An exquisite work titled Homage to the Square: “Suspended” by Josef Albers highlights Bonhams’ Post-War & Contemporary Works of Art auction. It is estimated to fetch $300,000 – 500,000. Known as “The Square Man,” Albers made more than 1,000 paintings during his Homage to the Square series, dating from 1950 until his death in 1976. His works reveals an innovative investigation into artistic abstraction and the power of color – its ability to communicate and mutate for each viewer.
Painted in 1953, “Suspended,” in particular, represents Albers’ 25-year examination of color and its optical and compositional components. In 1950, Albers began to explore his theories on color through his Homage to the Square series. Such unwrapping of artistic theory can be seen in “Suspended”, where Albers pushes to explain and understand the subjective nature of color – how it changes and communicates with differing shades.

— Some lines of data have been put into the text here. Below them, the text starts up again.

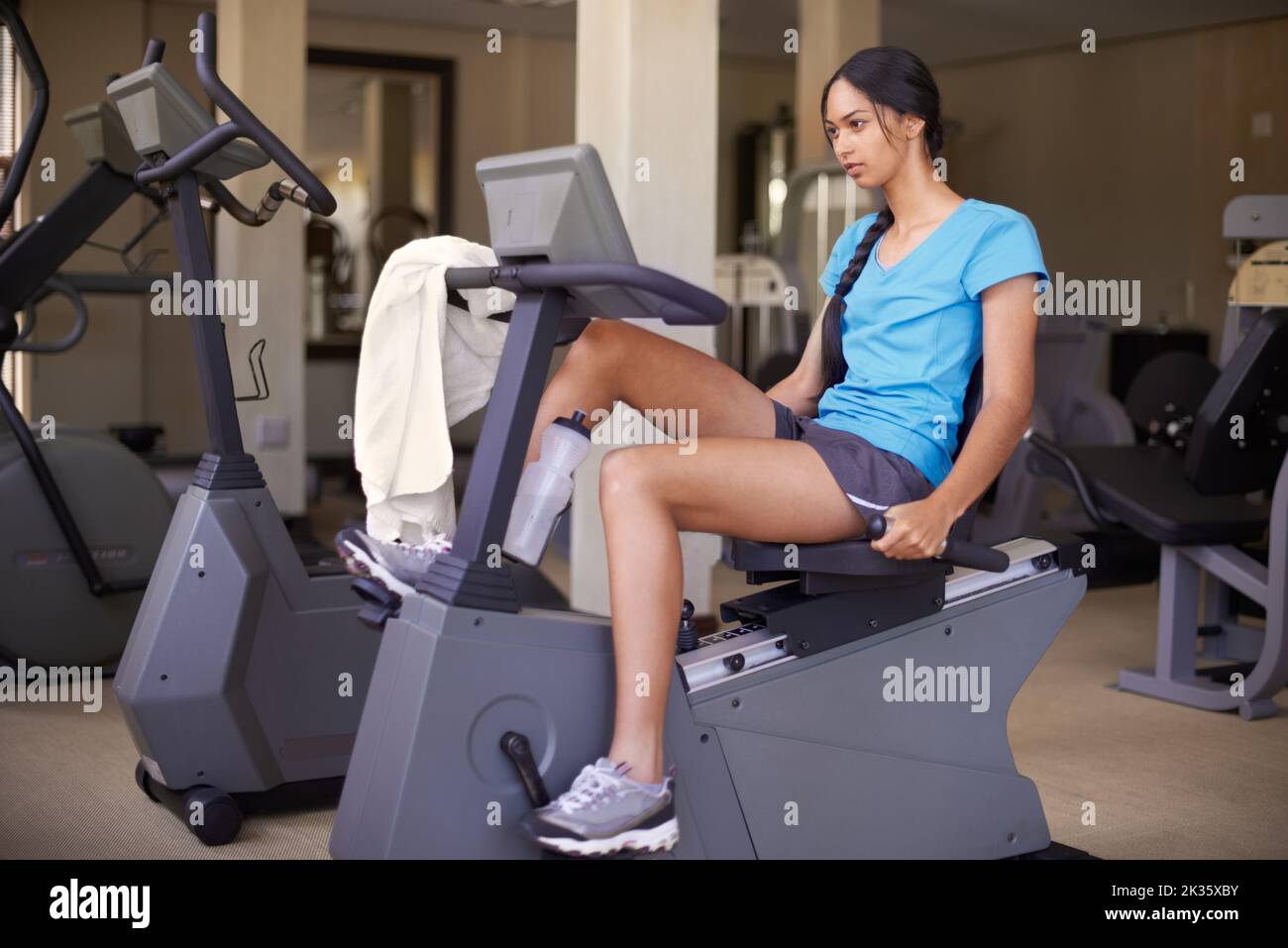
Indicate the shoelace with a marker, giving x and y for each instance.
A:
(430, 548)
(590, 786)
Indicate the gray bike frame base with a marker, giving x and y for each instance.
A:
(243, 672)
(797, 758)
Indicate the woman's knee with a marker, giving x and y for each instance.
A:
(596, 347)
(623, 475)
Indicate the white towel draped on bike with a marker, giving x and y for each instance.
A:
(424, 366)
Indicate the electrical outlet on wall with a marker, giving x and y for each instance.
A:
(271, 432)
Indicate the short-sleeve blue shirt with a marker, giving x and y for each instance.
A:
(913, 331)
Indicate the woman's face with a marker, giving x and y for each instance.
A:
(857, 140)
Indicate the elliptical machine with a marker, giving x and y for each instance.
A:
(789, 738)
(82, 515)
(244, 675)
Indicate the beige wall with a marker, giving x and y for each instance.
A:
(1121, 159)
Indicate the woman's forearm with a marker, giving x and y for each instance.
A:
(997, 430)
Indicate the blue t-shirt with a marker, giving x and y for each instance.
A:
(913, 331)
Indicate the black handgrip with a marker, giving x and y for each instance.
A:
(35, 71)
(961, 553)
(686, 303)
(518, 749)
(320, 198)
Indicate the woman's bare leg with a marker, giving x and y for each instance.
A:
(776, 491)
(614, 360)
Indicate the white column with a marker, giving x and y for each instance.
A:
(263, 59)
(647, 94)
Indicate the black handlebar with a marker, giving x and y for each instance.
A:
(35, 71)
(320, 198)
(243, 124)
(957, 552)
(687, 304)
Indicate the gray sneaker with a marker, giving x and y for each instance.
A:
(397, 566)
(604, 811)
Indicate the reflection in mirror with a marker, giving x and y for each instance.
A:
(378, 136)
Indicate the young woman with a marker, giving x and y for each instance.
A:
(866, 423)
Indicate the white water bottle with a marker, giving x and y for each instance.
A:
(545, 488)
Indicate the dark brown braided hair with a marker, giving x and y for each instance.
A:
(897, 78)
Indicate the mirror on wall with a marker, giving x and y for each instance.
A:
(380, 136)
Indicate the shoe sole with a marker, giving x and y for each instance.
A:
(660, 839)
(360, 563)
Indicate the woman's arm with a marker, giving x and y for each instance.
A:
(800, 389)
(1010, 330)
(918, 528)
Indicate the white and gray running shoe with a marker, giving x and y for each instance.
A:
(604, 811)
(397, 566)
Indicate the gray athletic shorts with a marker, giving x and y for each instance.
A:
(872, 478)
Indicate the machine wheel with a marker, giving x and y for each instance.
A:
(141, 777)
(220, 815)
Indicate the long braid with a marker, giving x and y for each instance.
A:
(833, 356)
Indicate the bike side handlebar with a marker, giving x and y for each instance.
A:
(321, 200)
(305, 188)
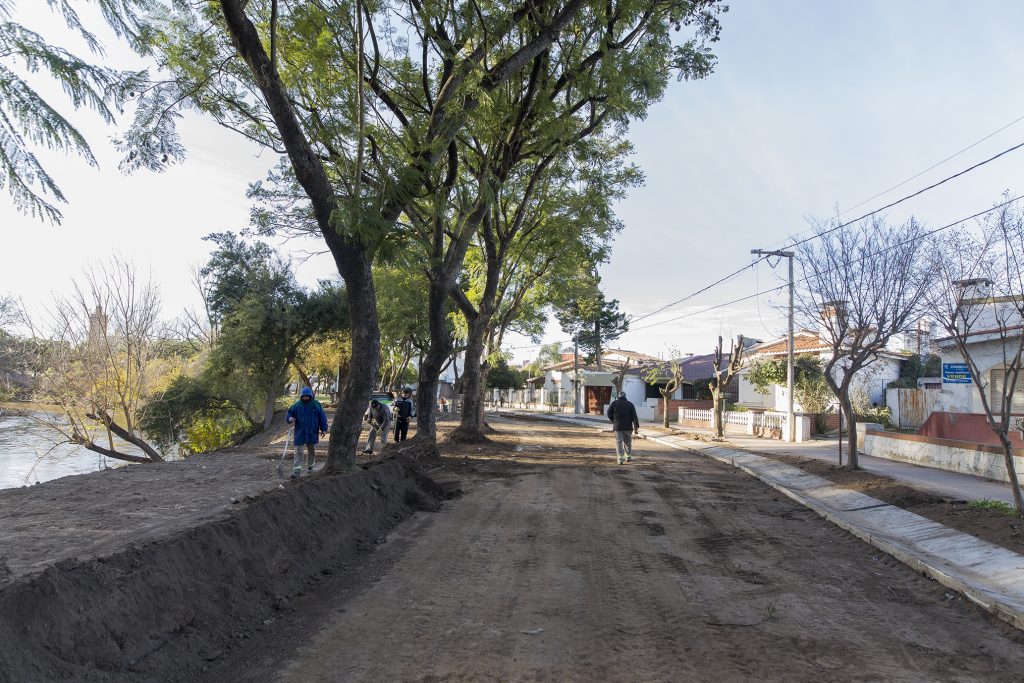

When asked about the importance placed on the viewer, Albers noted that they are the vessel in which art is processed, whereas painterly elements “demonstrate that true mobility is not achieved by making an object move but making an object that makes us move – besides moving us.”
Through his teachings Albers introduced generations of American artists to the Modernist concepts of the Bauhaus, while his experimentation with the interactions of color and geometric shapes transformed the Contemporary art scene altogether.